I work from home most of the time, so the pull of all the things that I could be doing instead of writing is usually more powerful than any intention I have to just focus.
(Some of the things that tempted me this morning: the laundry, the breakfast dishes that didn’t fit in the dishwasher, chatting with my neighbor, retrieving the dog’s ball from behind the sofa so he stopped barking at it, e-mail, texts, a quick thank-you note, bills, yesterday’s mail, and chatting with my husband on the phone.)
I had to carefully construct a work structure for myself that would support focus rather than allow me to hop from one easy but not important task to another.
Forcing myself to stop multitasking was a process. I had to create a formal ritual to get myself into the zone. Here it is:
As I’m brewing myself a second cup of coffee or tea, I take a quick peek at my calendar and e-mail on my phone. Is there anything urgent? The idea isn’t to respond to e-mails; it’s a check that keeps me from worrying while I write that I should have checked my e-mail, and keeps me from wondering if there is anything on my calendar that I should be preparing for. Then I head to my office, with my coffee and a full glass of water. (I’ve also had a snack and used the restroom. I’m like a toddler going on a car trip.)
I do a quick cleanup, removing yesterday’s coffee cup from my desk, closing books left open, putting pens back in their place. I put all visual clutter in deceivingly neat piles. I put my phone in do-not-disturb mode, and close any unnecessary applications or windows that are open on my computer. I launch Pandora and choose the “listen while writing” radio station I’ve created (mostly classical piano because it doesn’t distract me like music with lyrics does). I tell Buster, my trusty canine colleague, to go to his “place” – a bed right next to me where he’s trained to stay while I work.
I write at a standing desk that has a small treadmill under it. When I’m ready to start writing, I start the treadmill. Walking slowly while I work has a lot of positive outcomes; one of them is that it more or less chains me to my desk. Finally, I launch the app 30/30, which times my writing and break time.
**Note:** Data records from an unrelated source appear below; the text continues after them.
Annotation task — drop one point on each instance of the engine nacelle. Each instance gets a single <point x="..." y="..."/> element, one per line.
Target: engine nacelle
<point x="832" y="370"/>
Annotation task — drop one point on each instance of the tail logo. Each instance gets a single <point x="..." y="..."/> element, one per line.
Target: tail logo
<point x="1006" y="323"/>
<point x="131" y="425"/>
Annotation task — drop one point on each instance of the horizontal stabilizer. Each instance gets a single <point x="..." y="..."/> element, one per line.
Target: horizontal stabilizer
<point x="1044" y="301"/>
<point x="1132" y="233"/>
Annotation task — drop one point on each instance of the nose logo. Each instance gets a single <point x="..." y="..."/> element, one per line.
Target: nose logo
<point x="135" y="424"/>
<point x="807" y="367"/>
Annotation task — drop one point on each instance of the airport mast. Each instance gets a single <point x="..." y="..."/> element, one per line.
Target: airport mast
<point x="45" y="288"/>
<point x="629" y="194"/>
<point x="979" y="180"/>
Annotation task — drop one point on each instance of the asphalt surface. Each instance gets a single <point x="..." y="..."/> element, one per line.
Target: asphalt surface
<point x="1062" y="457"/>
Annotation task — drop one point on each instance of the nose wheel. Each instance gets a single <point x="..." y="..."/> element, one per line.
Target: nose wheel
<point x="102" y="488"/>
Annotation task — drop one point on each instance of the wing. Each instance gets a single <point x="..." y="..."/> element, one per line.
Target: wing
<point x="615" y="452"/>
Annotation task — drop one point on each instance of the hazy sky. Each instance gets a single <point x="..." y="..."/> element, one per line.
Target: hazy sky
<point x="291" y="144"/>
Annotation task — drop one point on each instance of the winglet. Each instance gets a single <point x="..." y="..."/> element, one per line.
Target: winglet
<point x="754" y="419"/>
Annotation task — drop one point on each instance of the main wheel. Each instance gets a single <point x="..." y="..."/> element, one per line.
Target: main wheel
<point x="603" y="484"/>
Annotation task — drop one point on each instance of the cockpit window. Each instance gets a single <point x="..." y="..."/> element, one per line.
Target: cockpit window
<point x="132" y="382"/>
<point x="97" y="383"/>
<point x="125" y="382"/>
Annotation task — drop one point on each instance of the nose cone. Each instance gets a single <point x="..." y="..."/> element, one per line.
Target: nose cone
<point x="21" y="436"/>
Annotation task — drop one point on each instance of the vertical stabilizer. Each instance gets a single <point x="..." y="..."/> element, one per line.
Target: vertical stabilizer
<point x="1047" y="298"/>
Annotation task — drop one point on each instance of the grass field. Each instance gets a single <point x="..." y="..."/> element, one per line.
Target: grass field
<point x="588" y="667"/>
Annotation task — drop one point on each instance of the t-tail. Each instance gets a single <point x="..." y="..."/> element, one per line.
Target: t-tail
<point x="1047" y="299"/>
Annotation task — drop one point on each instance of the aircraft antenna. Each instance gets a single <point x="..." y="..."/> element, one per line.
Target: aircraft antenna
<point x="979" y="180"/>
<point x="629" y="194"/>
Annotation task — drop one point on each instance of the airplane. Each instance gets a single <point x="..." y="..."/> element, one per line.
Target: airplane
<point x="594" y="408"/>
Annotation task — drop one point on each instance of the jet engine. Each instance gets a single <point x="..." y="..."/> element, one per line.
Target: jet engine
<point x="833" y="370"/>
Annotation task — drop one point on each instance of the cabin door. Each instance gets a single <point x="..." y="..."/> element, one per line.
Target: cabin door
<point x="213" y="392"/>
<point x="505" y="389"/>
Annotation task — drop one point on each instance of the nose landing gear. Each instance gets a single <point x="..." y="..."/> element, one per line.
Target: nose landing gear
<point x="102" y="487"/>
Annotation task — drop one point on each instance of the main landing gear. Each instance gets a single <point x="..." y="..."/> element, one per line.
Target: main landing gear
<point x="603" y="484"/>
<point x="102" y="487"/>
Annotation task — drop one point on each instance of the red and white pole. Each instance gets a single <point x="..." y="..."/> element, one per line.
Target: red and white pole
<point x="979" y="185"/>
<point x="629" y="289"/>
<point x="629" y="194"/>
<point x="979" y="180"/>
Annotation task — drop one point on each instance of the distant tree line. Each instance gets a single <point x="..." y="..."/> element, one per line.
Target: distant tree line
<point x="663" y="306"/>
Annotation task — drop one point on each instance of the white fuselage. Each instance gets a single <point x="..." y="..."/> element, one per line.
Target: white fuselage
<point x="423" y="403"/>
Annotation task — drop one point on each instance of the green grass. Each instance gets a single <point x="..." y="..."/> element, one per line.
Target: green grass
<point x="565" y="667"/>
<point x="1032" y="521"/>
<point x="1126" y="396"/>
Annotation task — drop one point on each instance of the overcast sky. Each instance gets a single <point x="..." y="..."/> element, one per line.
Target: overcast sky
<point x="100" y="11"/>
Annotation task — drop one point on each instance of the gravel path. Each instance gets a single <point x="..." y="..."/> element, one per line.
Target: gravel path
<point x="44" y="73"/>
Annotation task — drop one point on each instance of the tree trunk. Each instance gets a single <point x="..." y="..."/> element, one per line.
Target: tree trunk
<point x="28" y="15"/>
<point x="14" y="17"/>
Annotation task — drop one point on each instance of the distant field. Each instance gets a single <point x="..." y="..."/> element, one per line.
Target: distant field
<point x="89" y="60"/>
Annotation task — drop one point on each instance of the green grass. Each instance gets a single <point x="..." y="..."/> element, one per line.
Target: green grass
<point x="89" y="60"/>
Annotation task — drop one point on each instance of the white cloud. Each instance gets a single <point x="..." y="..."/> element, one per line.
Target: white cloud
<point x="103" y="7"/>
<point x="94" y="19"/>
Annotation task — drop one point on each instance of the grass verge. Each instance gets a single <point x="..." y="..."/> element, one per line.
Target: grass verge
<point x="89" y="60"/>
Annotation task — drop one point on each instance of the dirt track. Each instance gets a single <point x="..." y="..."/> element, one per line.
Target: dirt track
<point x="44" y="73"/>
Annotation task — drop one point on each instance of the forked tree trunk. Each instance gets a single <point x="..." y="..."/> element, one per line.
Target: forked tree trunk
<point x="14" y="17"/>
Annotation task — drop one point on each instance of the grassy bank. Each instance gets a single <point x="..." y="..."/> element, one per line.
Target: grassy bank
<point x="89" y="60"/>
At first, I actually felt guilty for carving out such dedicated time to focus on my writing. Perhaps that sounds ridiculous to you – it’s my job, after all! But honestly, I felt like I should be more responsive to my colleagues’ e-mails throughout the day, and I shouldn’t be creating the scheduling nightmares that blocking off dedicated work time does because it’s basically at the same time every day. It’s very hard to schedule a meeting with me in the morning, when I do my best writing, or in the afternoon, when I pick up my children from school. This means that it’s pretty hard to get me to go to a meeting.
So how did I ultimately let go of the guilt? Instead of trying to conform to the norms of the ideal office worker (which made me feel a little terrified anytime I was straying from that path), I started to see myself as an artist. I read everything I could about other writers’ and artists’ work habits, and talked to a half dozen successful writers about how they get things done. Guess what?
They have writing rituals just like the one that I set up. Seeing myself as a part of their tribe made the whole thing easier for the part of me that is people pleasing and wanting to conform with what people see as hard-working.
Do you struggle to block off dedicated time to write? If so, I welcome you to join my tribe.
This is like reading an autobiographical blog post! I’d be delighted to join your tribe and figure out my writing ritual. Thanks!
I’ve had to do the same thing in my office environment… carve out time, stop the outlook “preview” of emails from popping up. I’ve long ago realized multi-tasking is not for me!